What’s the difference between the religious leaders and the Samaritan? The one difference that Jesus points out is that the Samaritan felt compassion. Verse 33: “A Samaritan, as he journeyed, came to where he was, and when he saw him, he had [felt] compassion.” Compassion is a feeling, not an act. But oh, how it overflowed in lavish acts — gifts of time and money and risk. But the root was compassion. And compassion rooted in love for God requires a new heart.

How Compassion Moves

The story ends in verses 36–37 with Jesus turning the lawyer’s original question upside down. The lawyer asks, “Who is my neighbor? Which group don’t I have to love?” Jesus says,

“Which of these three, do you think, proved to be a neighbor [became a neighbor] to the man who fell among the robbers?” [The lawyer] said, “The one who showed him mercy.” And Jesus said to him, “You go, and do likewise.”

Jesus changed the question from What kind of person is my neighbor? to What kind of person am I? He changed the question from What status of people are worthy of my love? to How can I become the kind of person whose compassion disregards status?

How can I become the kind of person who, instead of moving to the other side of the road (or the other side of town), moves toward need and sacrifice and risk? For decades at Bethlehem one of our standing mottos for the neighborhoods and for the nations was this: “Christians move toward need, not comfort.”

And hundreds have found, as Jesus says, that “it is more blessed to give than to receive” (Acts 20:35).
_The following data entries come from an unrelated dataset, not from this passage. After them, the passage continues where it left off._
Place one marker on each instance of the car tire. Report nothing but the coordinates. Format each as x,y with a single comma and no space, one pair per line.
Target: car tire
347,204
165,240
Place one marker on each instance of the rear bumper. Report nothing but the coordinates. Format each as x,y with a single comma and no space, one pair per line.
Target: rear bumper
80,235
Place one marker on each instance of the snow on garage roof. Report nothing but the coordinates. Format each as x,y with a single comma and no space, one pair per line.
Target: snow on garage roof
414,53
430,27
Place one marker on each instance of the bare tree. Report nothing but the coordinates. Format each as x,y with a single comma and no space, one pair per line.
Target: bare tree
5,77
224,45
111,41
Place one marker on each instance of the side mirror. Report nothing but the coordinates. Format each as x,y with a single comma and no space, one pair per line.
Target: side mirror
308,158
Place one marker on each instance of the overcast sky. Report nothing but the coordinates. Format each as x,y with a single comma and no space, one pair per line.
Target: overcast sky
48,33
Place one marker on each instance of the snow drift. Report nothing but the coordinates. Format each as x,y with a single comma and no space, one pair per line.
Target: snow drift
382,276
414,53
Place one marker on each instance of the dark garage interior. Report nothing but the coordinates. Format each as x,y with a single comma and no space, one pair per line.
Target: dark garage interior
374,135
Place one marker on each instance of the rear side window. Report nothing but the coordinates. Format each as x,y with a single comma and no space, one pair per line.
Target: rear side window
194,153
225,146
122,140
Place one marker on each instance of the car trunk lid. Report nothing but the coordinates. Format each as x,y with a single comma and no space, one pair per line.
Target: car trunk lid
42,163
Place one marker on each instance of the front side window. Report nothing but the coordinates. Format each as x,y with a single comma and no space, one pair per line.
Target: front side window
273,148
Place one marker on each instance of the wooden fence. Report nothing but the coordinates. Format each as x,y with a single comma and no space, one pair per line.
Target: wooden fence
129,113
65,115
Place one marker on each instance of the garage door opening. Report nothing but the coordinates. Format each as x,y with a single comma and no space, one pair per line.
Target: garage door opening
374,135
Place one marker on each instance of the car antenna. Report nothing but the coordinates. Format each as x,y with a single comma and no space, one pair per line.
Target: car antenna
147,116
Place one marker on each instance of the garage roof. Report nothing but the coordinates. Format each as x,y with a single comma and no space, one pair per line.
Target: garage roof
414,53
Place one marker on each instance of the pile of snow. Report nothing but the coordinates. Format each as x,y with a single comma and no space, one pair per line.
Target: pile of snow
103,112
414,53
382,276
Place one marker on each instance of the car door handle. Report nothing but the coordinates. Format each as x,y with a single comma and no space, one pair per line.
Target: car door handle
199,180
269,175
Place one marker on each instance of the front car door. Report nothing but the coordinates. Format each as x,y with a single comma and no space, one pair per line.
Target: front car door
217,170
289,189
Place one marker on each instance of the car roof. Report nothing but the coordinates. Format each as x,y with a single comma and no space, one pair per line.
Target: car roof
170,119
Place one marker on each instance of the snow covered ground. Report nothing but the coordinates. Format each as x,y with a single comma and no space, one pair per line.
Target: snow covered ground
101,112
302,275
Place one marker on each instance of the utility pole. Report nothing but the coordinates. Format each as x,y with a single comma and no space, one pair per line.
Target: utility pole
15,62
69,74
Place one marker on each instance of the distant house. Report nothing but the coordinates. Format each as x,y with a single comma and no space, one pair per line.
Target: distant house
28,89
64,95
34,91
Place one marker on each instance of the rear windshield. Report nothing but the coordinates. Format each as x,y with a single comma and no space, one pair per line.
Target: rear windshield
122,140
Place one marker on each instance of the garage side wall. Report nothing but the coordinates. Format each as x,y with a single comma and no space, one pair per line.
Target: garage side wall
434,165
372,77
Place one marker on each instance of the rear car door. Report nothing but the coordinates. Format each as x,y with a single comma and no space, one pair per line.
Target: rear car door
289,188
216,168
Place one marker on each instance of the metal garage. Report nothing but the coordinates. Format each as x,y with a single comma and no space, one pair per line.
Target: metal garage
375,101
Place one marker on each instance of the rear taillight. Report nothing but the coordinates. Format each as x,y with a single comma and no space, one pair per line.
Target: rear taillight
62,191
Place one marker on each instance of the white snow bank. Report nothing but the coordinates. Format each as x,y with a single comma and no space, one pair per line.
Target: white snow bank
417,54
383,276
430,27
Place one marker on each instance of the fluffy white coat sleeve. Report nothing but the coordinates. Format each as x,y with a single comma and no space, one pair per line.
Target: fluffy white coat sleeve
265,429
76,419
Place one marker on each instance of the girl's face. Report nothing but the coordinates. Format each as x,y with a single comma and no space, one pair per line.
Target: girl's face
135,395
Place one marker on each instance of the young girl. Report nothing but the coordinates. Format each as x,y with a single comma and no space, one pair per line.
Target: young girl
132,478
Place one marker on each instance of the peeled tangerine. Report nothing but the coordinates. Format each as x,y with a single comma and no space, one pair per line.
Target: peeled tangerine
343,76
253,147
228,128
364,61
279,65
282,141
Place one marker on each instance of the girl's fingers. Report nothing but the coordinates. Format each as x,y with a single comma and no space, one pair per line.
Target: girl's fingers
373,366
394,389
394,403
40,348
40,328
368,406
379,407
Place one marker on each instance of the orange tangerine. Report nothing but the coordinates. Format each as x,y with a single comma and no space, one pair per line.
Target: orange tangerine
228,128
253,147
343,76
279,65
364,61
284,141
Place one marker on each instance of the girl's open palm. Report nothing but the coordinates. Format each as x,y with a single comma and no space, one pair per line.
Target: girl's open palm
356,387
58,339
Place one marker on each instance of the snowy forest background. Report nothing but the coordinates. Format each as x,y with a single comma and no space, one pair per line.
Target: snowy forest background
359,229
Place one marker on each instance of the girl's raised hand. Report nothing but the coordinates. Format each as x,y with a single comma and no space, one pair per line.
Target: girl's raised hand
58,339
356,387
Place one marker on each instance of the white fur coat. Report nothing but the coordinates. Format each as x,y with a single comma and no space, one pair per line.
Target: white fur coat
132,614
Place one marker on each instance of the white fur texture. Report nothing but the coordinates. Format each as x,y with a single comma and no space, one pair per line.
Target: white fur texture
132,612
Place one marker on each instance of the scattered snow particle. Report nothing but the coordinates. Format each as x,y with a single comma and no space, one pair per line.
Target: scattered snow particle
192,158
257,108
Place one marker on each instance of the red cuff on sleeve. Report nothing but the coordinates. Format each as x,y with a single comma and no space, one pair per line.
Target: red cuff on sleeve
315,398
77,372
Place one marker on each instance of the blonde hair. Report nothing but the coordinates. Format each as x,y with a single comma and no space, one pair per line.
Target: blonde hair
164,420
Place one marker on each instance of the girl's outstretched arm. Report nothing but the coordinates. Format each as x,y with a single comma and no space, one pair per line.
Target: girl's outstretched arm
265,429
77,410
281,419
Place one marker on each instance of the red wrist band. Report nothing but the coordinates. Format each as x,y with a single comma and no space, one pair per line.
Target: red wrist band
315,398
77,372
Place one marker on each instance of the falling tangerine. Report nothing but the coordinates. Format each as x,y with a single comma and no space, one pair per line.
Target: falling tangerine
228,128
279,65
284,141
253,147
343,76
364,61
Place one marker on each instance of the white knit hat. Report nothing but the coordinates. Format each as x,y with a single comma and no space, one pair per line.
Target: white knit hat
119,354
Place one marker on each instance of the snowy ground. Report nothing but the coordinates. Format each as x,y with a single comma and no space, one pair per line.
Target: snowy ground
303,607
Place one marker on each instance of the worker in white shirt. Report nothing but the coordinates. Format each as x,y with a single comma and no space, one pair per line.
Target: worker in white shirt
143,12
More blessed to move toward need than comfort. The risk of crossing the road, or the ocean, is worth it.

As we move to the Table, remember this: among the many things in Luke’s Gospel in which this parable is embedded, is this great word of Jesus: “This cup that is poured out for you is the new covenant in my blood” (Luke 22:20). Christ died to create a people who are so secure, and so content in Christ, that we move toward need, not comfort.